Chronik/Geschichte

1851 gründete Magnus Brändle die Ölmühle in Empfingen. Zu Beginn wurden diverse Ölsaaten wie Mohn, Senf oder Leinsamen gepresst. Außerdem wurden Getreide und Futtermittel gehandelt. Sein Sohn Pius Brändle übernahm die Ölmühle im Jahr 1888 und führte diese bis 1927.
Mit Sojaöl, Maiskeimöl und Sonnenblumenöl wurden ab 1953 die ersten ausländischen Öle als Handelsware an Großverbraucher und Ölhändler verkauft.

Ab 1962 führte Pius Brändle jr. das Unternehmen weiter, nachdem sein Vater Otto bei einem Unfall ums Leben kam . Pius Brändle war 1974 der Erste, der das wertvolle Distelöl aus Kalifornien importierte und 1982 deutsches Rapsöl auf den Markt brachte.

Die Töchter Karin Lamparter und Heike Spohn traten 1981 beziehungsweise 1985 in den Betrieb ein.

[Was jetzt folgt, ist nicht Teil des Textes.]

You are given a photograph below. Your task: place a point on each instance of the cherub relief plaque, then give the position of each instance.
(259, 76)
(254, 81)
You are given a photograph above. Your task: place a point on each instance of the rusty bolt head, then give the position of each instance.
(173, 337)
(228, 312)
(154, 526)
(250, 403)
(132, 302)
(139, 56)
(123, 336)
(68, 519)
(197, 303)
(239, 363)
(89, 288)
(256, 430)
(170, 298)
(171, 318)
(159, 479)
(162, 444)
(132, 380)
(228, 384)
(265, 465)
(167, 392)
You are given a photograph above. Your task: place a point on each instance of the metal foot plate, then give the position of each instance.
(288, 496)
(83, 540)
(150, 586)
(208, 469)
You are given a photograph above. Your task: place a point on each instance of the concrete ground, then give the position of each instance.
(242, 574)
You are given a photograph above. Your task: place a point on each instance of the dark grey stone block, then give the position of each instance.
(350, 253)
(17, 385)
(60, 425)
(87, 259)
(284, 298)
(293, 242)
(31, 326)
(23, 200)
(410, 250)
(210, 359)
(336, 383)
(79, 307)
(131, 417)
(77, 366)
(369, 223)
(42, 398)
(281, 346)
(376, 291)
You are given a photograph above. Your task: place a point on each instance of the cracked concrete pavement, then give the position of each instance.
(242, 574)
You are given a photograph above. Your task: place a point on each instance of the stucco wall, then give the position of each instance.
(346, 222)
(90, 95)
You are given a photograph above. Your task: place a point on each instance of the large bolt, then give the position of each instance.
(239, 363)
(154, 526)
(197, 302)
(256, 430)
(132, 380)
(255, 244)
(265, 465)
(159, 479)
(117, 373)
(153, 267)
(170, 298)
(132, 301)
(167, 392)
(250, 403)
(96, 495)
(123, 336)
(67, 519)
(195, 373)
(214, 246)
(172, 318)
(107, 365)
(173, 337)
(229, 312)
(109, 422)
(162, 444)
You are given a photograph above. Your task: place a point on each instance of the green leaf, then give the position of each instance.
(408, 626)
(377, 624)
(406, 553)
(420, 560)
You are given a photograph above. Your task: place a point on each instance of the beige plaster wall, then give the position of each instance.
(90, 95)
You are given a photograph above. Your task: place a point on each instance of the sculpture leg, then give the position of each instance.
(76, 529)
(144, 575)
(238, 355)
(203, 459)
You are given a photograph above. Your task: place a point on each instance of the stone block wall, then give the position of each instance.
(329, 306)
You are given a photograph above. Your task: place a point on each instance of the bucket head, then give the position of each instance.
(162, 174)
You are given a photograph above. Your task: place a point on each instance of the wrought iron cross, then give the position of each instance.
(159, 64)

Ein entscheidender Wendepunkt war 1990 die Betriebsverlegung in die Robert-Bosch-Straße im Industriegebiet an der Autobahn. Mit einem ständig wachsenden Maschinenpark werden mittlerweile über 30 verschiedene Ölsorten in unterschiedlichen Gebindegrößen in Flaschen, Kannen, Fässern und Container verarbeitet und abgefüllt. Mit der Ölmühle und dazugehörigen Siloanlagen werden ausschließlich Sonnenblumensaat und Rapssaat im Kaltpressverfahren hergestellt. Andere Öle werden von spezialisierten Ölmühlen weltweit bezogen. Im Jahr 2001 konnte die Ölmühle Brändle ihr 150-jähriges Jubiläum feiern. Durch Erweiterungen in den Jahren 2006, 2007 und 2011 konnte die Tankkapazität auf insgesamt 800.000 Liter erhöht und die Produktion maßgeblich erweitert werden.

Heute beschäftigt Brändle knapp 60 Mitarbeiter und liefert ins gesamte Bundesgebiet sowie ins europäische Ausland. Durch laufende Investitionen in neue Abfüll-, Verpackungs- und Tankanlagen ist das Unternehmen bestens für die Zukunft gerüstet.